Technologies for the production of materials and structures for the detection of X and gamma rays, using low-defect homogeneous crystals (Cd, Mn) Te with high resistance to defect generation as a result of irradiation. The acronym INNDEX. The INNDEX project is a response to the national strategic research and development program „Modern material technologies” – TECHMATSTRATEG.

The aim of the project is to obtain innovative, in relation to the existing on the global market, detection plates for X-ray, and gamma radiation. For this purpose, (Cd, Mn) Te crystals are grown. This material is not commercially available. In X-ray and gamma-ray detectors, the detection plate is the basic and most important element of the detector, supplemented by electronics for signal recording and processing. The material the plate is made of determines the detector’s detection efficiency. The most important drawback of commercially available (Cd, Zn) Te crystals is the tendency to form grains and twins during crystallization, which makes it impossible to obtain sufficiently large monocrystalline detector plates. Plaque monocrystallinity is crucial for an efficient detector because each grain or twin boundary plays the role of traps or recombination centers interfering with the transport of electric charges (electrons and holes) generated by X, and gamma rays. Forty years of work of world laboratories, testing various crystallization technologies, allowed to obtain a maximum of 20×20×3–5 mm3 or exceptionally 25×25×2–3 mm3 tiles. Works in the INNDEX project will be focused on obtaining large detection plates with dimensions of 40×40×2–3 mm3, 50×50×2–3 mm3, even up to 60×60×2–3 mm3, covered with various types of electrical contacts.

The leader of the INNDEX project is a team from IFPAN led by Professor Andrzej Mycielski, with extensive experience in breeding (Cd, Mn) Te and developing appropriate electrical contacts. The consortium includes a group from the TJ3 NCBJ plant with experience and research facilities in testing X-ray and gamma-ray detection systems, as well as a team from the Military Institute of Medicine, Warsaw University of Technology, which tests selected material properties, among others. boundaries of grains and twins with Scanning Electron Microscopy. The final goal of the project is commercialization and sale of detection wafers made of (Cd, Mn) Te obtained from PUREMAT Technologies Sp. z o. o. cooperating with the Institute of Physics of the Polish Academy of Sciences in Warsaw.

The role of the NCBJ team under the INNDEX project is to characterize samples grown in the IF PAN laboratory in order to determine the optimal operating parameters and measure the detector’s response to X and gamma radiation, and then design, build and test an electronic system for recording pulses from a bar detector based on the developed material (Cd, Mn) Te.

An exemplary result of the research conducted at NCBJ:

Energy spectra of alpha particles measured for sample 5259_8B_1

Fig. 1 Energy spectra of alpha particles measured for sample 5259_8B_1


Figure 1 shows the energy spectra of alpha particles emitted by a radioactive source composed of isotopes 241-Am, 244-Cm and 239-Pu.

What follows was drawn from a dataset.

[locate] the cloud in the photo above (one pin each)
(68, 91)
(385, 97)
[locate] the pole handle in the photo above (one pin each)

The spectra were recorded for the sample 5259_8B_1. Measurements were made at the temperature of -20˚C for different values ​​of the voltage supplying the detector. There are visible peaks resulting from the absorption of alpha particles emitted by individual isotopes. An improvement in the collection of the charge as a function of the applied voltage Was observed (increase in the amplitude of the signals for higher voltage values).

 X-ray and gamma-ray energy spectrum from 57-Co source

Fig. 2 X-ray and gamma-ray energy spectrum from 57-Co source


Figure 2 shows the energy spectrum from the 57-Co source. X-ray lines with energies of 6 keV and 14 keV are visible, as well as slightly scratched gamma-ray lines with energies of 122 keV and 136 keV. The line on the right side of the spectrum is the comparison pulse coming from the pulser that simulates the output signal from the detector.

Project manager at NCBJ: Dr Joanna Iwanowska-Hanke

Source (s) of funding: NCBR

Project budget: 12,42 mln PLN (including NCBJ budget: 1.84 mln PLN)

Implementation start date: 2018.02.05

End date: 2022.08.04

Consortium members:

  • Institute of Physics of the Polish Academy of Sciences (Project leader)
  • National Centre for Nuclear Research
  • Warsaw University of Technology
  • Puremat Technologies Sp. z o. o.